İmam-ı Muhammed (Rahimehullâh)'in rivayetinin vechi: Hac, bedeni ve mali bir ibadettir. Benden hac yapana aittir, malda adına hac yapılana. Bedenden olan şey beden sahibine, mal sebebiyle olan şeyde mal sahibine ait olur. Buna delil şudur: Hac yapan ihramın yasaklarından bir şey irtikap etse, onun keffareti hac yapanın malından yerine getirilir. Adına hac yapılanın malından değil. Aynı şekilde hac yapan haccı bozsa, kaza ona vacip olur. Bu da delalet ediyor ki, haccın kendisi haccı yapan için vaki olur. Şu kadar var ki şeriat kendi başına hac yapmaktan aciz olan kişi hakkında haccın nafakasının sevabını bizatihi hac yerine koymuştur. Bunuda hac yapmaktan aciz olanı gözetmek ve ona merhamet etmek için yapmıştır.
"Asl" isimli eserin rivayetinin vechi: Rivayet etmiş olduğumuz Has'me hadisidir: Şöyle ki Peygamber Efendimiz (Sallallâhu Aleyhi ve Sellem) bu kadına şöyle demişti: "Baban adına hac yap" Peygamber Efendimiz (Sallallâhu Aleyhi ve Sellem) bu kadına babası adına hac yapmasını emretmiştir. Şayet kadının haccı babasının haccı yerine geçmeyecek olsaydı, Peygamber Efendimiz (Sallallâhu Aleyhi ve Sellem) babası adına hac yapmasını emretmezdi.
Ayrıca Peygamber Efendimiz (Sallallâhu Aleyhi ve Sellem) Allâh (cellecelâlühû)'a olan borcu, kullara olan borca kıyas etmiştir.
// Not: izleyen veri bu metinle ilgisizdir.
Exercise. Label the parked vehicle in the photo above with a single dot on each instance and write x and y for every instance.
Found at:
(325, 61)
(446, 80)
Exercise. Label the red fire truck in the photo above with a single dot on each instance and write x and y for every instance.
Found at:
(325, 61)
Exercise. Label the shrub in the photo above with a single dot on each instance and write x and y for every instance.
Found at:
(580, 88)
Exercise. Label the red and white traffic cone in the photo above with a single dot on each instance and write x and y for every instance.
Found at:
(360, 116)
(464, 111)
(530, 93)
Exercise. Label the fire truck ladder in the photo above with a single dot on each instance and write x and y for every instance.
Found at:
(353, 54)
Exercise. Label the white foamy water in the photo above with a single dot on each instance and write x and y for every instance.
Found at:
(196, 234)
Bu da hacda vekaletin yeterli olacağını gösterir. Vekilin fiili adına vekalet yapılanın fiili yerine geçer. Bu da öyledir. Buna delil şudur. Vekaleten hac yapan, adına hac yapılana niyet etmesi gerekir. İhramda aynı şekildedir. Şayet haccın kendisi, adına hac yapılan için olmayacaksa, elbette adına hac yapılana niyet etmek gerekmezdi.